CIT (A) after examining the remand report and original assessment record pertaining to 213 pages and 6 order sheet pages noticed that in reply to the notice u/s 142 (1) dated 20.04.2015 issued to the assessee, entire detail of the capital gains and income from other sources have been attached with letter dated 01.05.2015 bearing pages 11 to 40. Aforesaid information also contains photocopies of the assessee’s capital gains earned with Corporation Bank, Dwarka, New Delhi jointly opened in assessee and his wife’s name on 06.02.2012 and has also filed copy of registered sale deed of the property in question.
When the assessee has duly filed requisite details during the assessment proceedings with copy of his bank statement showing investment of capital gain in capital gain accounts to the extent of sale proceed of his 1/5th share and also brought on record copy of registered deed for purchase of new residential property on 11.11.2013 and its cost is more than the capital gain received by the assessee and thereby satisfied the provisions contained u/s 54F of the Act, addition made by the AO is apparently not sustainable.

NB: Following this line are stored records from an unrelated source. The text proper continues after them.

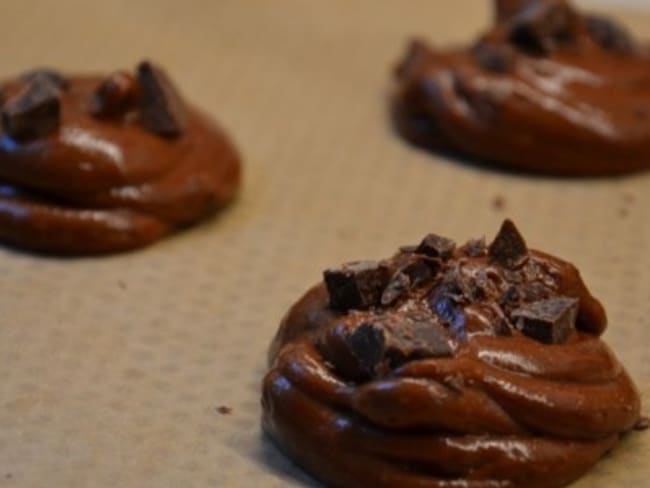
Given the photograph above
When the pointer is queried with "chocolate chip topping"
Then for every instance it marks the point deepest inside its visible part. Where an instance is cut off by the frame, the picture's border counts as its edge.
(508, 248)
(34, 111)
(541, 27)
(356, 285)
(162, 110)
(366, 345)
(116, 95)
(436, 246)
(474, 248)
(609, 34)
(549, 321)
(505, 10)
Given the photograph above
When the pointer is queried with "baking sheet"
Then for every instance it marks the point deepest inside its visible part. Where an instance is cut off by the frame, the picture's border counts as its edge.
(113, 370)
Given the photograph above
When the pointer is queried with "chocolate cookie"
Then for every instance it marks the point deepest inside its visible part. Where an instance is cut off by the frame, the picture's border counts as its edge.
(475, 365)
(547, 90)
(92, 164)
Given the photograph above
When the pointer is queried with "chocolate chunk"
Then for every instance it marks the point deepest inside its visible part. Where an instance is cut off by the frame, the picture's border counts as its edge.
(436, 246)
(609, 34)
(412, 337)
(162, 109)
(445, 303)
(504, 10)
(549, 321)
(48, 75)
(543, 26)
(398, 286)
(116, 95)
(33, 112)
(356, 285)
(508, 248)
(494, 57)
(474, 248)
(358, 352)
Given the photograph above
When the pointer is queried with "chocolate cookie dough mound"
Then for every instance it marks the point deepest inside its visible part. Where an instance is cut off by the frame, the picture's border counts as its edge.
(546, 90)
(96, 165)
(473, 366)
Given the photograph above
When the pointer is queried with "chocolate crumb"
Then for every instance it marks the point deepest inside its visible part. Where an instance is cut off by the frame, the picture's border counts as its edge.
(115, 96)
(498, 203)
(436, 246)
(33, 112)
(550, 321)
(474, 248)
(414, 337)
(162, 109)
(508, 248)
(356, 285)
(642, 424)
(494, 57)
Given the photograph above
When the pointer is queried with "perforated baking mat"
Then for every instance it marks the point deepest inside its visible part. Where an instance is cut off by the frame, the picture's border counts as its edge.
(143, 369)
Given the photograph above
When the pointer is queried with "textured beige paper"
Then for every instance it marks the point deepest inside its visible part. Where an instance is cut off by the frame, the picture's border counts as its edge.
(112, 369)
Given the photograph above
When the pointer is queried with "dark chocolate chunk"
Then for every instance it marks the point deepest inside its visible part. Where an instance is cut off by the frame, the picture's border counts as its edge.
(504, 10)
(48, 75)
(413, 337)
(494, 57)
(550, 321)
(642, 424)
(474, 248)
(609, 34)
(356, 285)
(162, 109)
(541, 27)
(33, 112)
(398, 286)
(436, 246)
(445, 303)
(115, 96)
(508, 248)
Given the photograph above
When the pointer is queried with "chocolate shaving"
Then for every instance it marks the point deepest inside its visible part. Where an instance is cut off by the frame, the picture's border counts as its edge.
(356, 285)
(508, 248)
(115, 96)
(541, 27)
(550, 321)
(609, 34)
(34, 111)
(162, 110)
(436, 246)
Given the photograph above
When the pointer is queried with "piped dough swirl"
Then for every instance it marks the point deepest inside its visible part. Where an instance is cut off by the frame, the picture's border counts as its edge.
(498, 409)
(100, 183)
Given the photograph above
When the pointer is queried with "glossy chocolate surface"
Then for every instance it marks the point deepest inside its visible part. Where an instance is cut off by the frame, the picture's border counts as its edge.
(445, 386)
(547, 90)
(101, 180)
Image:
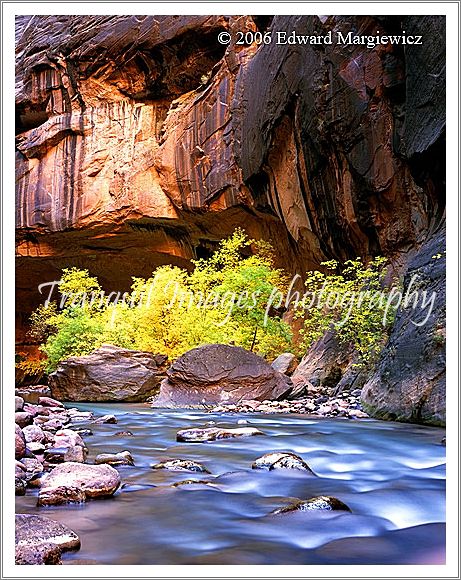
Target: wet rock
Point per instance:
(357, 414)
(322, 502)
(35, 410)
(18, 403)
(51, 425)
(122, 458)
(109, 373)
(35, 447)
(22, 418)
(65, 453)
(20, 442)
(32, 393)
(55, 455)
(231, 374)
(19, 486)
(186, 482)
(213, 434)
(129, 487)
(281, 460)
(106, 419)
(285, 363)
(32, 466)
(93, 480)
(77, 416)
(68, 438)
(60, 495)
(49, 402)
(83, 432)
(38, 555)
(40, 540)
(19, 469)
(181, 465)
(33, 433)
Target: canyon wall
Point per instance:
(141, 141)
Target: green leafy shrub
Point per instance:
(355, 303)
(222, 301)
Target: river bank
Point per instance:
(390, 475)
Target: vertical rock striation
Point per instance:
(142, 140)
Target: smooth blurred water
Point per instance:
(392, 476)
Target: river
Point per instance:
(391, 475)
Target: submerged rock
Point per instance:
(18, 403)
(122, 458)
(186, 482)
(213, 434)
(106, 419)
(281, 460)
(94, 480)
(60, 495)
(181, 465)
(321, 502)
(217, 373)
(40, 540)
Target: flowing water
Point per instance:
(391, 475)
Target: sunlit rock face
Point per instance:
(143, 141)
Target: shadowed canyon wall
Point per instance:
(142, 141)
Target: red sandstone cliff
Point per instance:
(141, 140)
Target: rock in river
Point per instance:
(181, 465)
(122, 458)
(213, 433)
(281, 460)
(94, 480)
(20, 442)
(40, 540)
(321, 502)
(218, 373)
(108, 374)
(60, 495)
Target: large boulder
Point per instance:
(92, 480)
(218, 373)
(40, 540)
(108, 374)
(409, 381)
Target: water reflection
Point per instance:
(391, 475)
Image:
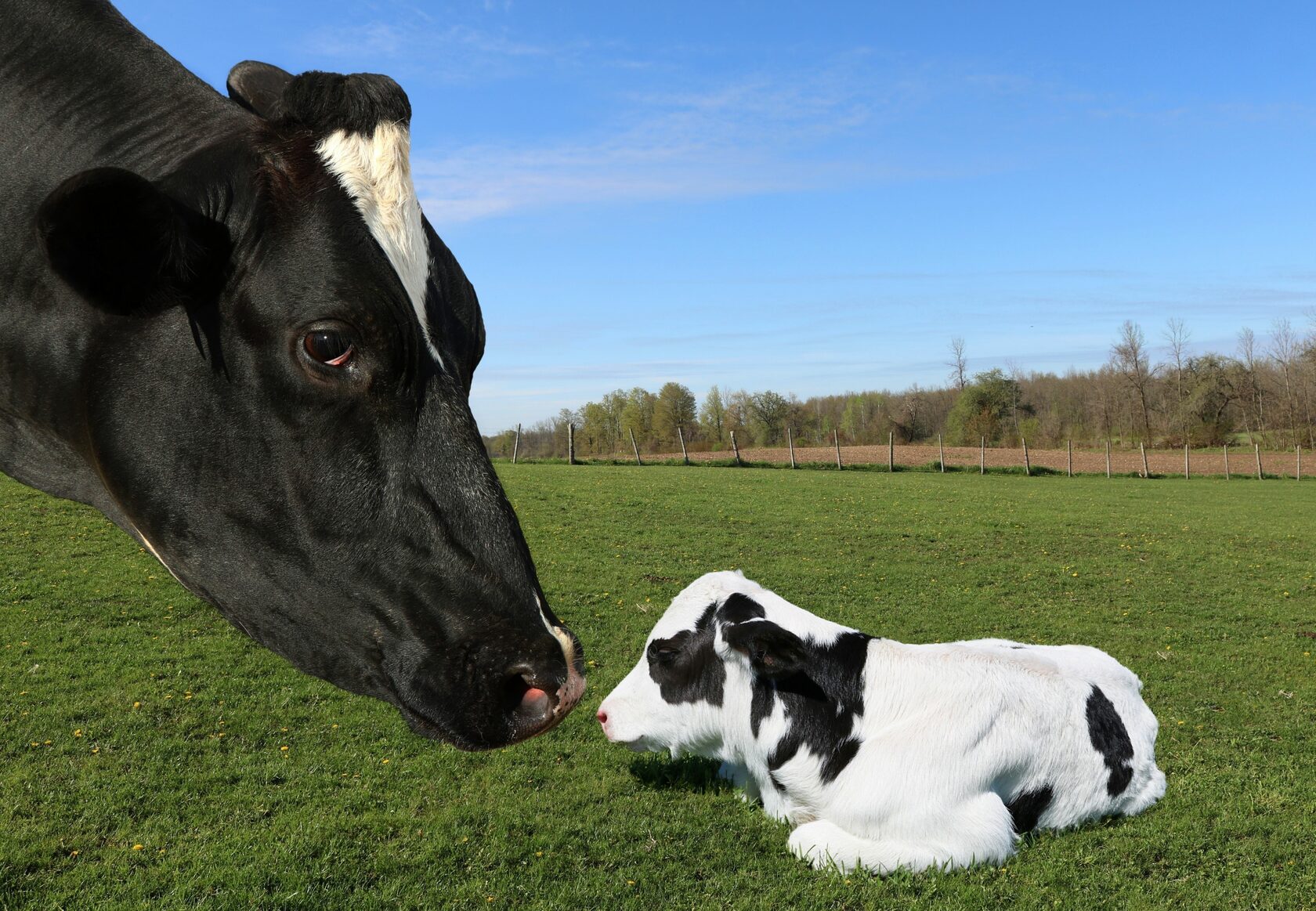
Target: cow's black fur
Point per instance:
(164, 251)
(686, 667)
(1027, 808)
(1111, 739)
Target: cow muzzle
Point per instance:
(538, 704)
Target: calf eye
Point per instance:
(329, 346)
(662, 651)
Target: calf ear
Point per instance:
(127, 247)
(258, 87)
(773, 652)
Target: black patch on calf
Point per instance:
(739, 609)
(1028, 808)
(822, 702)
(686, 667)
(1111, 739)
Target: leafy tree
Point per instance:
(637, 416)
(768, 412)
(714, 415)
(675, 407)
(985, 408)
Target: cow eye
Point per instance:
(332, 348)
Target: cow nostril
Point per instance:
(522, 692)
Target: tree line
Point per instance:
(1261, 392)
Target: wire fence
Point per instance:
(1221, 461)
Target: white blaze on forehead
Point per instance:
(375, 172)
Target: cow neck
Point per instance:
(85, 89)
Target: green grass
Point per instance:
(116, 685)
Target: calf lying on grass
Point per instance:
(886, 754)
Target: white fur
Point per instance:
(950, 733)
(375, 172)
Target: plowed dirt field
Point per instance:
(1123, 461)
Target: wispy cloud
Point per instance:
(756, 135)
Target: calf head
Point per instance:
(711, 657)
(277, 365)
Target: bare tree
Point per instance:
(1177, 340)
(958, 365)
(1130, 358)
(1248, 358)
(1283, 352)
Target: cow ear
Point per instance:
(127, 247)
(773, 652)
(258, 87)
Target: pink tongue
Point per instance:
(534, 700)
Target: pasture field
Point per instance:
(150, 756)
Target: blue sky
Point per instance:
(816, 197)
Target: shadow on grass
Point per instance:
(689, 773)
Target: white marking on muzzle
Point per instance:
(375, 172)
(563, 640)
(157, 555)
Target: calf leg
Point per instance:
(977, 833)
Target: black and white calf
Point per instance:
(888, 754)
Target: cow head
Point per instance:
(280, 354)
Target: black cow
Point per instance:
(226, 325)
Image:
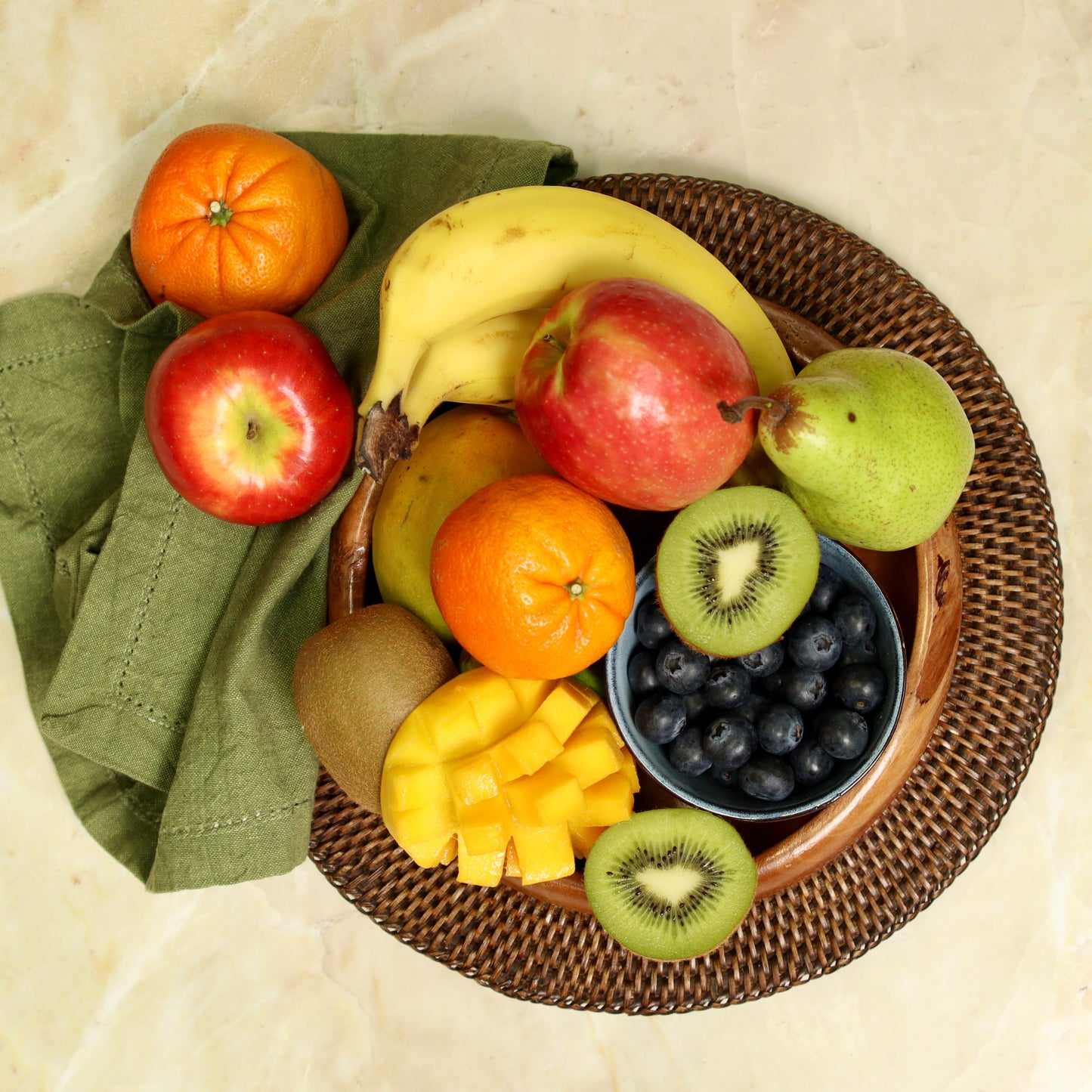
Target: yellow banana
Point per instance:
(520, 249)
(478, 365)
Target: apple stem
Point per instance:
(218, 213)
(775, 410)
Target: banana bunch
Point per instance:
(463, 295)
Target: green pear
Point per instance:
(871, 442)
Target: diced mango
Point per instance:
(511, 861)
(496, 707)
(529, 748)
(583, 838)
(413, 744)
(565, 707)
(600, 714)
(511, 777)
(531, 694)
(422, 824)
(439, 852)
(608, 802)
(590, 753)
(545, 853)
(485, 826)
(415, 787)
(481, 868)
(549, 797)
(630, 768)
(474, 778)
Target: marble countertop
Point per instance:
(956, 138)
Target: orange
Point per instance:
(234, 218)
(533, 576)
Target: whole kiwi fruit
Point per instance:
(356, 680)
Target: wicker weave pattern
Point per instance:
(966, 781)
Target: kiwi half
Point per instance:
(670, 883)
(735, 568)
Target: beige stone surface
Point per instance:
(957, 139)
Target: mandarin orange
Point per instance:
(533, 576)
(236, 218)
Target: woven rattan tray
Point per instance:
(1005, 675)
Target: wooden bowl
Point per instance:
(924, 586)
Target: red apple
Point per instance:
(620, 389)
(249, 419)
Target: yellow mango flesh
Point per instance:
(511, 777)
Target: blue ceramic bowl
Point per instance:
(733, 803)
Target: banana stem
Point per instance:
(382, 437)
(775, 410)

When all the documents were placed before the AO who has not taken note thereof for the reasons best known to him particularly when AO has not raised any objection to the documents sent to him for comment, the ld. CIT (A) was well within his right to decide the controversy by examining all the documents himself. When the assessee has been found to be eligible u/s 54 qua his capital gains which have been duly explained by virtue of the sale deed qua the property in question, bank statements and sale deed of the new residential property purchased with the capitals gains received, the ld. CIT (A) has rightly and legally deleted the additions by accepting the appeal. Finding no illegality or perversity in the impugned order passed by the ld. CIT (A), present appeal filed by the Revenue is hereby dismissed.